ENABLE-App-Based Digital Capture and Intervention of Patient-Reported Quality of Life, Adverse Events, and Treatment Satisfaction in Breast Cancer: Protocol for a Randomized Controlled Trial
- PMID: 40418799
- PMCID: PMC12149771
- DOI: 10.2196/69855
ENABLE-App-Based Digital Capture and Intervention of Patient-Reported Quality of Life, Adverse Events, and Treatment Satisfaction in Breast Cancer: Protocol for a Randomized Controlled Trial
Erratum in
-
Correction: ENABLE-App-Based Digital Capture and Intervention of Patient-Reported Quality of Life, Adverse Events, and Treatment Satisfaction in Breast Cancer: Protocol for a Randomized Controlled Trial.JMIR Res Protoc. 2025 Jun 11;14:e78781. doi: 10.2196/78781. JMIR Res Protoc. 2025. PMID: 40499153 Free PMC article.
Abstract
Background: In recent years, breast cancer treatment has taken the path toward personalized medicine. Based on individual tumor biology, therapy tailored to the particular subtype of cancer is increasingly being used. The aim here is to find the most suitable therapy for the disease. However, the success of therapy depends to a large extent on the patient's adherence to treatment. This, in turn, depends on how the therapy is tolerated and how the treatment team cares for the patient. Patient-centered care seeks to identify and address the individual needs of each patient and to find the best form of care for that person.

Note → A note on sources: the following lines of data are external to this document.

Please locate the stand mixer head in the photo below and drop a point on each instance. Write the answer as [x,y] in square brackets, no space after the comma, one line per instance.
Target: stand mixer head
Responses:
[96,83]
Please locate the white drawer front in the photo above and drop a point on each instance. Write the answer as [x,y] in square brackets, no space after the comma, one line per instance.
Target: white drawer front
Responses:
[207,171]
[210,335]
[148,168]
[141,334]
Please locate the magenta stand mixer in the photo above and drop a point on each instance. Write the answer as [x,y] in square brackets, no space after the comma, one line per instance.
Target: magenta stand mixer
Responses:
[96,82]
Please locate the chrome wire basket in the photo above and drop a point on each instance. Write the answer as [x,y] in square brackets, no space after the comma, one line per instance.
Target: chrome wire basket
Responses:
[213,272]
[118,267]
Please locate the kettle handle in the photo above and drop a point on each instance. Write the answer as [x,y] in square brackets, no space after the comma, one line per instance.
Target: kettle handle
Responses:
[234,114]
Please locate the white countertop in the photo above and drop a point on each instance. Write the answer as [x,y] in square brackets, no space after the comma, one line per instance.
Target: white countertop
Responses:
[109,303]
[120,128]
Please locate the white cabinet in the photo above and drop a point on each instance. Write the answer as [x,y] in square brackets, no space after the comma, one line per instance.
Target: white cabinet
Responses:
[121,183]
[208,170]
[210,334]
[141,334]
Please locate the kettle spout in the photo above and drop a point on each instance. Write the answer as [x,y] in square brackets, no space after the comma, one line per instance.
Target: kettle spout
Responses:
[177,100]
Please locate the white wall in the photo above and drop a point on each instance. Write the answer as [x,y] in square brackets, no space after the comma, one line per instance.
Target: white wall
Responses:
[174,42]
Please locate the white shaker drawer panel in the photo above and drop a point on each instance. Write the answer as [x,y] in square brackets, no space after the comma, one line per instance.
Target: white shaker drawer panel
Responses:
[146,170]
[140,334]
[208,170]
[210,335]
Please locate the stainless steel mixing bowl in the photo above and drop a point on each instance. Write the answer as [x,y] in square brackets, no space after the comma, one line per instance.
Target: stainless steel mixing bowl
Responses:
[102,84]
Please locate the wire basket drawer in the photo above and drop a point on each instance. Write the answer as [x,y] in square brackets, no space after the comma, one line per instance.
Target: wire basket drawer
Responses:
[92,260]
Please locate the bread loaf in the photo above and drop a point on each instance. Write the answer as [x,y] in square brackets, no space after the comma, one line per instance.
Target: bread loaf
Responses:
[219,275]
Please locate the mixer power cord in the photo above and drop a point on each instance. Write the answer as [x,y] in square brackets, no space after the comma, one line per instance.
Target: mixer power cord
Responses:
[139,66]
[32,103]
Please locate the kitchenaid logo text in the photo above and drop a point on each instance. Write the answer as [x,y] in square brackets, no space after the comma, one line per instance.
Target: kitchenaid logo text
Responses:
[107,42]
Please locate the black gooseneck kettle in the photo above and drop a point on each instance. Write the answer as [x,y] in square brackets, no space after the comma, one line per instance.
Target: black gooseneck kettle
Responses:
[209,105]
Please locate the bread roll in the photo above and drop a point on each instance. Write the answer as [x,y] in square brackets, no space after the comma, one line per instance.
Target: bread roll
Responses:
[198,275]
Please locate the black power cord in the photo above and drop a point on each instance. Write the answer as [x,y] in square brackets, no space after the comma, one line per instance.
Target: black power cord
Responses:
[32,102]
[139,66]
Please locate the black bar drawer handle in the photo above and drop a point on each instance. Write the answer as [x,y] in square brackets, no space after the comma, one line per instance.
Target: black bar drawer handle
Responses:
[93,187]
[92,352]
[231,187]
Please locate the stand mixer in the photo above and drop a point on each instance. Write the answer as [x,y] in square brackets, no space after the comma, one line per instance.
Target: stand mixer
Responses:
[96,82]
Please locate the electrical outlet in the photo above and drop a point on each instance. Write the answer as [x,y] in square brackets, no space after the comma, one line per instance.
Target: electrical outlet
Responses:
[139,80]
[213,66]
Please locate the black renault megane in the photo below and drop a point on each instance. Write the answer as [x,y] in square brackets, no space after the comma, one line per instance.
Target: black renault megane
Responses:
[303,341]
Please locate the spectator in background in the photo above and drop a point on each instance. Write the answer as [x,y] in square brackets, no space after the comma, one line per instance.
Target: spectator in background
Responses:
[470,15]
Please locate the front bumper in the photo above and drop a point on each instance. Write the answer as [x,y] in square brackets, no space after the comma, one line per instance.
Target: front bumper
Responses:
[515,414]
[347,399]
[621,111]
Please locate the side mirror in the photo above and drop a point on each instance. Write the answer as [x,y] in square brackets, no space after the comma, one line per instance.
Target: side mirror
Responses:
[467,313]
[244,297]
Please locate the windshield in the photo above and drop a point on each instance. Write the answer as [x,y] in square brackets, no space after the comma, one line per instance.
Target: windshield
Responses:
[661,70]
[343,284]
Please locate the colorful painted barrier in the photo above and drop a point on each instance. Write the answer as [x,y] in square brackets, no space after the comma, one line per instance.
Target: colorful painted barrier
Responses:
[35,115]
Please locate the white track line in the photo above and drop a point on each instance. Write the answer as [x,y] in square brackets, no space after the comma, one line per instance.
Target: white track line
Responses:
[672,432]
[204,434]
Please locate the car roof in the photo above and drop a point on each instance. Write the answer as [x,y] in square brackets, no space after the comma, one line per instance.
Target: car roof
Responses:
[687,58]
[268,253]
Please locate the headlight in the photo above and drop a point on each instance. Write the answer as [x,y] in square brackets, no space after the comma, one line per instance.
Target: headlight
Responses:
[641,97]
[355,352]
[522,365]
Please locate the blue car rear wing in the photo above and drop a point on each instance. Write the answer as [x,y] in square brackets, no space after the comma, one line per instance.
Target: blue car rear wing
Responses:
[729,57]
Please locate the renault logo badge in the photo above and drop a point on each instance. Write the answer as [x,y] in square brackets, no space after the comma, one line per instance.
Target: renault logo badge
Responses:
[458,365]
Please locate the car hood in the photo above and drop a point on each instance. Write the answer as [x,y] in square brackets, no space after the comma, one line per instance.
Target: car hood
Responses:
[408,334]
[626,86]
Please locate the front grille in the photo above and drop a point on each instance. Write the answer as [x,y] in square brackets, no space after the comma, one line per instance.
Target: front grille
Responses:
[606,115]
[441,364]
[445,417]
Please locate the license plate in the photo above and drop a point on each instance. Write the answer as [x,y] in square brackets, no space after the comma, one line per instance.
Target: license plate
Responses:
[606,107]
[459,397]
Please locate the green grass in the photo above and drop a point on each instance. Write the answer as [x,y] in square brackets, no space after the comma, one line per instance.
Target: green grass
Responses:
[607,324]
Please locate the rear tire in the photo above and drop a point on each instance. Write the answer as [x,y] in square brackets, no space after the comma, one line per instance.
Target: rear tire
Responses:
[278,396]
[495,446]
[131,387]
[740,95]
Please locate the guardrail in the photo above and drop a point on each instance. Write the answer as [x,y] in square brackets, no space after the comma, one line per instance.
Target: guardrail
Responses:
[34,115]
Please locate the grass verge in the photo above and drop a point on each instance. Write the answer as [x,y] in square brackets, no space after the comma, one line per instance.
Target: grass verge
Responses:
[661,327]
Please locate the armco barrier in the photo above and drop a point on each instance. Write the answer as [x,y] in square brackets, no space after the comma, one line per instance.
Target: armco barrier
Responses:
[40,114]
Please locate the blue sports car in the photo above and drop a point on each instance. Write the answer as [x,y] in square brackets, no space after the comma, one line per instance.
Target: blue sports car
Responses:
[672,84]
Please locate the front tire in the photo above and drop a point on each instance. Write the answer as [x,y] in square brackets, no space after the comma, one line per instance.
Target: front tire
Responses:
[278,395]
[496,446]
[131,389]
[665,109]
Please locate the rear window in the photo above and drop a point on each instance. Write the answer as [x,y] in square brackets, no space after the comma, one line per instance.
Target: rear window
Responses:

Objective: In order to improve comprehensive oncological care of patients with breast cancer, the ENABLE trial digitally recorded the health-related quality of life (HRQoL), adverse events (AEs), and patient satisfaction using a mobile smartphone app. The trial provided individualized responses to reported AEs and offered assistance. Additionally, it assessed the impact of a patient-reported outcome-based intervention across various therapy settings.
Methods: Patients with breast cancer were eligible to participate in the study before neoadjuvant, adjuvant, postneoadjuvant, or palliative systemic therapy against breast cancer was initiated at the Heidelberg, Mannheim, and Tuebingen, Germany, university hospitals. After 1:1 randomization into an intervention and a control group, HRQoL assessments were performed at six fixed time points during the therapy using validated questionnaires. In the intervention group, HRQoL was also assessed briefly every week using a visual analog scale (EQ-VAS). In cases of significant deterioration, therapy-associated side effects were assessed in a graduated manner, recommendations were sent to the patient, and the treatment team was informed. Additionally, the app served as an "eHealth companion" for education, training, and organizational support during therapy.
Results: Recruitment started in March 2021; follow-up was completed in February 2024. In total, 606 patients were enrolled, and 592 patients participated in the study. Enrollment was completed in September 2023, and the last visit was in February 2024. The first results are expected to be published in Q2 2025.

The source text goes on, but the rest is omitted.